L’IA découvre que les lions ont deux types de rugissements distincts

Les lions rugissent, et jusqu’ici, rien d’étonnant : c’est une expression proverbiale, l’un des traits les plus célèbres de la nature au monde. Jusqu’à présent, cependant, nous pensions que leur rugissement était monotone, qu’il n’existait qu’une seule version. Une étude de l’Université d’Exeter publiée dans Ecology and Evolution démontre désormais que nous sous-estimions la variété des rugissements des lions : il en existe deux versions différentes, avec des fonctions qui sont, très probablement, elles aussi différentes.

La découverte n’est pas seulement une curiosité, mais pourrait révolutionner la manière dont nous abordons leur conservation.

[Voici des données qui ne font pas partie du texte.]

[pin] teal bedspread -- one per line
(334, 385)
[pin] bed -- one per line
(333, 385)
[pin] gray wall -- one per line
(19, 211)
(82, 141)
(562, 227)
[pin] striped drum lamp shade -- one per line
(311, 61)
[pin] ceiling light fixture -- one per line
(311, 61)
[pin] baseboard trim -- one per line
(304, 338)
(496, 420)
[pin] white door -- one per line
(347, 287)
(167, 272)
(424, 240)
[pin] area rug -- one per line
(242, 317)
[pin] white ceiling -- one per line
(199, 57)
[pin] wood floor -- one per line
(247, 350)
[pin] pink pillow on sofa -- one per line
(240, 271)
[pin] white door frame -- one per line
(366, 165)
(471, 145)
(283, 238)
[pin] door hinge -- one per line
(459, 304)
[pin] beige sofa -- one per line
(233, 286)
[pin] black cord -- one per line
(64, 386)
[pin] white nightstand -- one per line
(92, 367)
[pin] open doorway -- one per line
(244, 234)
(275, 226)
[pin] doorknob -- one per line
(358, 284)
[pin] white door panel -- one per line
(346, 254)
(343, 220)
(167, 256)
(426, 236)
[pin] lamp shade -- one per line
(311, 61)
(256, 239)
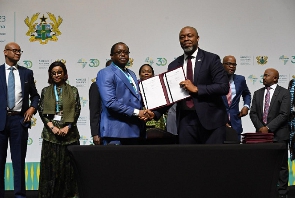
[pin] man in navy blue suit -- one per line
(202, 119)
(238, 89)
(16, 86)
(121, 112)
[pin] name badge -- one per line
(57, 117)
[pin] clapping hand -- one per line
(146, 115)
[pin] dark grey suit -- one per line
(277, 123)
(278, 114)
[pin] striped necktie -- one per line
(11, 89)
(266, 105)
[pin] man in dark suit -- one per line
(238, 89)
(16, 86)
(121, 101)
(202, 119)
(95, 110)
(269, 113)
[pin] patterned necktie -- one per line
(11, 89)
(266, 105)
(229, 95)
(189, 75)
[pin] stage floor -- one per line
(34, 193)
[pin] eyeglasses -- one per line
(56, 73)
(230, 64)
(122, 52)
(15, 51)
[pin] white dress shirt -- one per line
(18, 88)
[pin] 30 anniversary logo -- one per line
(43, 31)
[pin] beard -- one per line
(189, 49)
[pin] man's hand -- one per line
(28, 114)
(64, 131)
(96, 140)
(263, 130)
(146, 115)
(187, 85)
(244, 112)
(55, 130)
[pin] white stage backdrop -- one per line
(259, 33)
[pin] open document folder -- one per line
(163, 89)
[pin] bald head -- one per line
(12, 53)
(11, 45)
(270, 77)
(229, 64)
(188, 39)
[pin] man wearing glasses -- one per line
(18, 102)
(238, 88)
(121, 101)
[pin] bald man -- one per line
(202, 118)
(18, 102)
(276, 120)
(238, 89)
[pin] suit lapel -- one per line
(3, 79)
(260, 94)
(125, 80)
(274, 97)
(198, 65)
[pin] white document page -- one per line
(172, 80)
(152, 93)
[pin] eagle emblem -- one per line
(261, 60)
(43, 31)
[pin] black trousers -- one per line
(191, 130)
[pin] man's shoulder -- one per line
(239, 77)
(22, 68)
(206, 52)
(177, 61)
(282, 88)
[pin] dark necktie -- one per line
(189, 75)
(266, 105)
(11, 89)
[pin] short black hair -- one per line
(54, 64)
(113, 47)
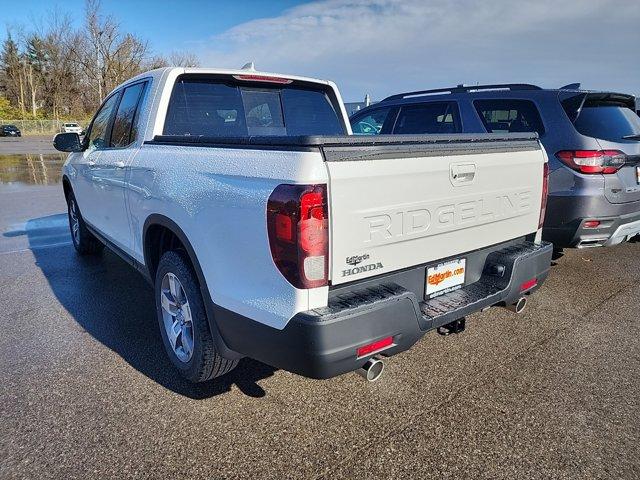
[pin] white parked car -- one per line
(269, 231)
(71, 128)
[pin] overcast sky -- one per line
(385, 46)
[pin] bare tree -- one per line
(12, 73)
(106, 55)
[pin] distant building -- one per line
(353, 107)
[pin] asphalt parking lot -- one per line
(87, 391)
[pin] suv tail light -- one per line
(298, 228)
(545, 193)
(593, 161)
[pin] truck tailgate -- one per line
(399, 202)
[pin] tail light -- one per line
(593, 161)
(298, 228)
(545, 194)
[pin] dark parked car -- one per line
(592, 140)
(9, 131)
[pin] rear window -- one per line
(219, 108)
(370, 123)
(606, 120)
(505, 116)
(435, 117)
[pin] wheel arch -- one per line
(159, 224)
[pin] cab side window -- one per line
(371, 123)
(124, 125)
(98, 136)
(504, 116)
(432, 117)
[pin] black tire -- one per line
(205, 362)
(84, 242)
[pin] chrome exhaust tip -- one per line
(519, 306)
(372, 370)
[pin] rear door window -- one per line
(99, 128)
(434, 117)
(602, 118)
(221, 108)
(505, 116)
(123, 132)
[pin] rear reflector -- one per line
(528, 284)
(375, 347)
(593, 161)
(263, 78)
(592, 224)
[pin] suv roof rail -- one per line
(466, 88)
(571, 86)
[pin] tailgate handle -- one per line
(463, 173)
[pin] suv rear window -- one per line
(505, 115)
(221, 108)
(602, 118)
(434, 117)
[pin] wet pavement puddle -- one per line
(31, 169)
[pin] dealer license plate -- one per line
(445, 277)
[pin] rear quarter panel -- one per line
(218, 198)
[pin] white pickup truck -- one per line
(269, 231)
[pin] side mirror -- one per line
(67, 142)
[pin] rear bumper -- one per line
(612, 230)
(322, 343)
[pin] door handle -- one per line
(463, 173)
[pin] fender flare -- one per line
(161, 220)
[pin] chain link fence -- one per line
(39, 127)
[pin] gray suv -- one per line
(592, 140)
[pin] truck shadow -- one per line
(115, 305)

Une main de l’IA. L’intelligence artificielle, dans ce cas, apporte son aide à la science : l’étude sur les lions en est une démonstration. Les rugissements de ces grands félins, en effet, sont l’équivalent de nos empreintes digitales : ils permettent d’identifier les individus, mais aussi d’estimer les dimensions d’une population en étudiant la variété des rugissements qu’ils émettent. Le problème jusqu’à présent était que l’identification des rugissements était confiée aux oreilles des experts.

Oreille bionique. L’équipe de l’Université d’Exeter a en revanche entraîné l’algorithme d’apprentissage automatique d’une IA à distinguer les rugissements individuels. Les résultats sont plus que prometteurs : l’IA a correctement identifié les individus avec une précision de 95,4%, bien au-delà de ce que peut atteindre un être humain. Et c’est là le premier avantage de l’utiliser l’IA : il est possible de suivre une population simplement en enregistrant leurs rugissements et, pour ainsi dire, en les donnant à la machine.

Deux rugissements différents, mais pourquoi ? L’étude a toutefois aussi permis d’identifier avec plus de précision les composants du rugissement des lions. Ce n’est pas seulement le rugissement plein : il comprend aussi des mugissements et des grognements, et surtout une nouvelle catégorie de rugissement, baptisée « rugissement intermédiaire« . Il s’agit d’une version atténuée du rugissement plein : elle dure moins longtemps, couvre moins de fréquences et… eh bien, sa fonction n’est pas encore claire, puisque l’étude s’est concentrée uniquement sur l’identification et la classification.

Écouter la nature. Savoir distinguer non seulement les rugissements pleins mais aussi ceux intermédiaires permettra d’identifier avec encore plus de précision les lions individuels : selon les auteurs de l’étude, la bioacoustique et les techniques de surveillance des sons et des bruits devraient devenir centrales dans les activités de conservation, car ce sont des méthodes plus efficaces que les classiques phototrappes ou l’analyse de traces et d’excréments.

En somme, pour sauver la nature, nous devons apprendre à mieux l’écouter.